For the first time since 1980, both state aid and property tax revenues are declining at the same time in the U.S., delivering local governments a “one-two punch,” according a report out today from The Pew Charitable Trusts’ American Cities Project. “The blow comes as demand for government services rises, driven by stubborn unemployment rates, population growth, and other factors.”
To deal with reduced revenue, some local governments have raised taxes and fees, but most have cut spending, said the report, called “The Local Squeeze.” They’ve shortened school days, privatized or consolidated departments and reduced the frequency of services like trash collection. Ground Level reported on this same predicament playing out in Minnesota last year, in our project “Forced to Choose.”
The Pew report does take a state-by-state look at several factors, including reductions to state aid.

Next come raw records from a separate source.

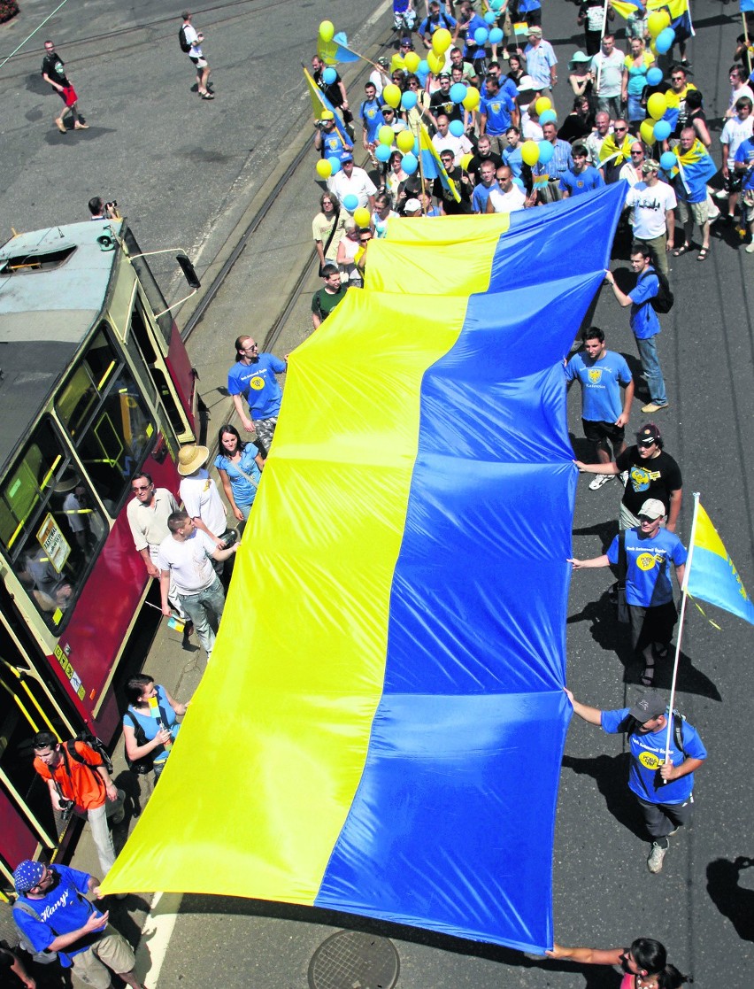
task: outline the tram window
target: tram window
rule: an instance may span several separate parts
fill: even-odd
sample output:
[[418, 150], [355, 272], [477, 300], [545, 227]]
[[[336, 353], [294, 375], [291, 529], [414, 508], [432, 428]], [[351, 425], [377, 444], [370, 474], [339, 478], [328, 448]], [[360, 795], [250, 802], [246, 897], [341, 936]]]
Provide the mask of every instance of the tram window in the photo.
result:
[[59, 631], [109, 526], [42, 419], [0, 490], [0, 539], [45, 624]]
[[154, 435], [130, 370], [103, 323], [56, 407], [97, 494], [115, 516]]

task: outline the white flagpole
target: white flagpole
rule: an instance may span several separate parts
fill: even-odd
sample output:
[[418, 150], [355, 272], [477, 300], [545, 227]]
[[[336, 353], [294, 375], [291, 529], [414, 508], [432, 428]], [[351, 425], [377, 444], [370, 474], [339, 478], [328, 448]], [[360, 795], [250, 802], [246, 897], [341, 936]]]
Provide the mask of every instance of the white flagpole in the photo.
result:
[[688, 586], [689, 586], [689, 574], [691, 573], [691, 566], [694, 559], [694, 538], [697, 534], [697, 517], [699, 516], [699, 492], [694, 492], [694, 517], [691, 522], [691, 539], [689, 540], [689, 556], [686, 561], [686, 569], [684, 570], [683, 582], [681, 584], [681, 614], [678, 622], [678, 641], [676, 643], [676, 658], [673, 664], [673, 678], [670, 682], [670, 700], [668, 702], [669, 714], [668, 718], [668, 735], [665, 740], [665, 762], [667, 763], [670, 759], [670, 738], [673, 732], [673, 708], [675, 706], [675, 696], [676, 696], [676, 678], [678, 676], [678, 663], [681, 659], [681, 639], [683, 638], [683, 620], [686, 616], [686, 601], [689, 596]]

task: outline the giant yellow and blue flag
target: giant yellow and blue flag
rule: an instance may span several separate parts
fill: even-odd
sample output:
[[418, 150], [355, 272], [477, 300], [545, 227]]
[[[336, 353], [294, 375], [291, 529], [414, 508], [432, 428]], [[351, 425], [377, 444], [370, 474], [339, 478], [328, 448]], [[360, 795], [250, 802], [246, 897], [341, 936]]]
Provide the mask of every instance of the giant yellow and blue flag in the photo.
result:
[[104, 891], [551, 945], [562, 361], [624, 196], [372, 242], [367, 288], [290, 357], [211, 663]]
[[698, 495], [684, 589], [754, 625], [754, 603]]

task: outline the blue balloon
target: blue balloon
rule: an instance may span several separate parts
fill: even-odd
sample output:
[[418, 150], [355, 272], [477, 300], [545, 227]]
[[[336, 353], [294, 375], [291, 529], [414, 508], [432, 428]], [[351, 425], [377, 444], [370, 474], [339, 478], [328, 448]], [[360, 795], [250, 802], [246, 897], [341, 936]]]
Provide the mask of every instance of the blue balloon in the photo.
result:
[[676, 40], [676, 33], [672, 28], [665, 28], [663, 31], [657, 35], [654, 40], [654, 46], [657, 50], [664, 54], [673, 47], [673, 42]]
[[671, 171], [671, 169], [675, 168], [677, 163], [678, 163], [678, 158], [676, 158], [675, 154], [673, 154], [672, 151], [665, 151], [662, 157], [660, 158], [660, 168], [664, 169], [666, 172], [669, 172]]
[[657, 68], [656, 65], [652, 65], [646, 73], [646, 82], [648, 86], [659, 86], [662, 82], [662, 69]]
[[408, 154], [403, 155], [403, 160], [400, 163], [400, 167], [403, 169], [406, 175], [413, 175], [416, 169], [419, 167], [419, 159], [416, 157], [415, 154], [411, 154], [411, 152], [409, 151]]

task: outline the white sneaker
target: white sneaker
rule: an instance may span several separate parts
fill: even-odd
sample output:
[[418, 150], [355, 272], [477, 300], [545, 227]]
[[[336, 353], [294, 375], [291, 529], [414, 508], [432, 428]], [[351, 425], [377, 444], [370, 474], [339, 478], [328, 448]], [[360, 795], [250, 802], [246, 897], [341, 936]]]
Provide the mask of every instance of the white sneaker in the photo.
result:
[[612, 481], [615, 474], [595, 474], [592, 480], [589, 482], [589, 491], [596, 492], [606, 485], [608, 481]]
[[668, 848], [664, 848], [658, 845], [656, 842], [652, 842], [652, 851], [649, 853], [649, 857], [646, 860], [646, 867], [650, 872], [661, 872], [662, 871], [662, 860], [668, 854]]

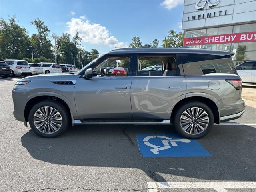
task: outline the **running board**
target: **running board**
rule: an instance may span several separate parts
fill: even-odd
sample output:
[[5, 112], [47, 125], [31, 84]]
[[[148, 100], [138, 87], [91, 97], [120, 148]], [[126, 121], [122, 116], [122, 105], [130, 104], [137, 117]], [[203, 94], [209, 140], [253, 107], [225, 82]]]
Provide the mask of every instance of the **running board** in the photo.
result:
[[169, 119], [164, 119], [161, 121], [154, 121], [154, 122], [125, 122], [124, 120], [110, 121], [109, 120], [106, 120], [104, 121], [102, 120], [97, 121], [96, 120], [92, 121], [86, 121], [80, 120], [74, 120], [74, 124], [76, 125], [99, 125], [99, 124], [132, 124], [132, 125], [170, 125], [170, 120]]

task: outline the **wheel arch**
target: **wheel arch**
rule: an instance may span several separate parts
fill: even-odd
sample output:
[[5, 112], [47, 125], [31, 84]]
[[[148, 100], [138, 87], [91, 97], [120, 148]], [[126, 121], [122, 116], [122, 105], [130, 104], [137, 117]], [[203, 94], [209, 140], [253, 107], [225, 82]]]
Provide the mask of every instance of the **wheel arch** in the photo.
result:
[[180, 106], [184, 105], [185, 103], [193, 101], [202, 102], [209, 106], [213, 114], [214, 122], [217, 124], [220, 123], [220, 112], [216, 103], [209, 98], [200, 96], [192, 96], [186, 97], [177, 103], [172, 110], [171, 114], [171, 121], [172, 121], [174, 115], [176, 114], [176, 112]]
[[28, 115], [31, 108], [36, 103], [38, 103], [41, 101], [45, 100], [53, 100], [57, 101], [60, 102], [62, 105], [65, 106], [65, 108], [68, 110], [68, 111], [69, 114], [70, 119], [71, 120], [71, 122], [72, 124], [72, 125], [74, 122], [74, 118], [73, 117], [73, 114], [72, 112], [70, 110], [70, 108], [68, 106], [68, 105], [62, 99], [59, 97], [51, 95], [42, 95], [36, 96], [30, 99], [26, 104], [25, 106], [24, 114], [25, 120], [26, 122], [28, 121]]

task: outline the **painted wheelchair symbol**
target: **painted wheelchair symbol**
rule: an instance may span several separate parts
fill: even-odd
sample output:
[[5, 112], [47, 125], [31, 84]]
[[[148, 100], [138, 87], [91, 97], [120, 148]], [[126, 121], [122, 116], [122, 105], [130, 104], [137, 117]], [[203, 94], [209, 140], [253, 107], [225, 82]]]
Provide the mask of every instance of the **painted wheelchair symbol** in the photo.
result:
[[[157, 145], [153, 145], [153, 144], [150, 143], [148, 141], [150, 139], [152, 138], [156, 138], [165, 139], [161, 140], [161, 141], [164, 145], [163, 147], [160, 147], [160, 146], [158, 146]], [[143, 139], [143, 142], [146, 145], [154, 148], [154, 149], [150, 149], [150, 150], [155, 154], [158, 154], [159, 153], [158, 152], [159, 151], [170, 148], [171, 146], [170, 146], [169, 142], [170, 143], [171, 145], [172, 145], [172, 146], [177, 146], [178, 144], [176, 143], [176, 142], [183, 142], [184, 143], [190, 143], [191, 141], [187, 139], [172, 139], [172, 138], [170, 138], [170, 137], [162, 135], [151, 135], [150, 136], [146, 137]]]

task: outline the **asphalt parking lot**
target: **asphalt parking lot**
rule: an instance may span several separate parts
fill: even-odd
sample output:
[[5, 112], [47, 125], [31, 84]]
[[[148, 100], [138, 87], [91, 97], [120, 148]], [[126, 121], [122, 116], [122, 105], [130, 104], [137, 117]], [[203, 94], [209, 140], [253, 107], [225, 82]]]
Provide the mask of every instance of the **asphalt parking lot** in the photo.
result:
[[20, 78], [0, 78], [1, 191], [256, 190], [252, 106], [240, 119], [215, 125], [195, 141], [210, 156], [196, 156], [197, 147], [182, 153], [177, 142], [168, 149], [178, 149], [176, 157], [143, 157], [139, 136], [176, 135], [171, 126], [76, 126], [57, 138], [41, 138], [12, 115], [12, 90]]

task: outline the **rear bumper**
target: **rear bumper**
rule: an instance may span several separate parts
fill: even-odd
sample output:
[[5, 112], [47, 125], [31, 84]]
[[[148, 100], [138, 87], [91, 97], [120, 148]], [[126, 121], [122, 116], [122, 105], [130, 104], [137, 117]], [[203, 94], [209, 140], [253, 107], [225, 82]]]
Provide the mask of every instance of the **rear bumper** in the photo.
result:
[[240, 118], [244, 114], [244, 112], [245, 112], [245, 109], [242, 111], [241, 112], [236, 113], [236, 114], [233, 114], [232, 115], [228, 115], [227, 116], [220, 117], [220, 122], [224, 122], [224, 121], [230, 121], [230, 120], [233, 120], [234, 119]]

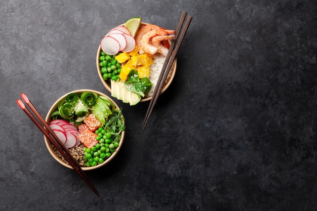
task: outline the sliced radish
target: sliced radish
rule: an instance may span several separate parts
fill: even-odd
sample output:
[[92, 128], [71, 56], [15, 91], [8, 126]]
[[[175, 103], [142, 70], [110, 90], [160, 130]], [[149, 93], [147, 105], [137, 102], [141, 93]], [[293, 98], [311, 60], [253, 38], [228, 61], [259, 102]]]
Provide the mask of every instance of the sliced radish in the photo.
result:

This map shows the Minnesota is on the high end of the national spectrum.
One way local governments reduced their budgets was to cut staff. “Through a combination of layoffs, attrition, hiring freezes, and furloughs, local governments shed half a million jobs, or 3.4 percent of their overall workforce, between September 2008 and December 2011, with half of this loss coming from the education sector,” said the report.
Minnesota fared better than most in this regard, shrinking its local government workforce by just under 4 percent per resident between late 2008 and 2011, while the national average was 5.6 percent.
The upshot is that while some governments are relieving financial pressures through greater efficiencies and use of technology, others have spent emergency funds or sold assets. Hard times have exacerbated debt problems and made it tougher to borrow.
“Their decisions may produce temporary fixes or permanent changes,” said the report. “Either way, the impact of the local squeeze will be felt for years to come.”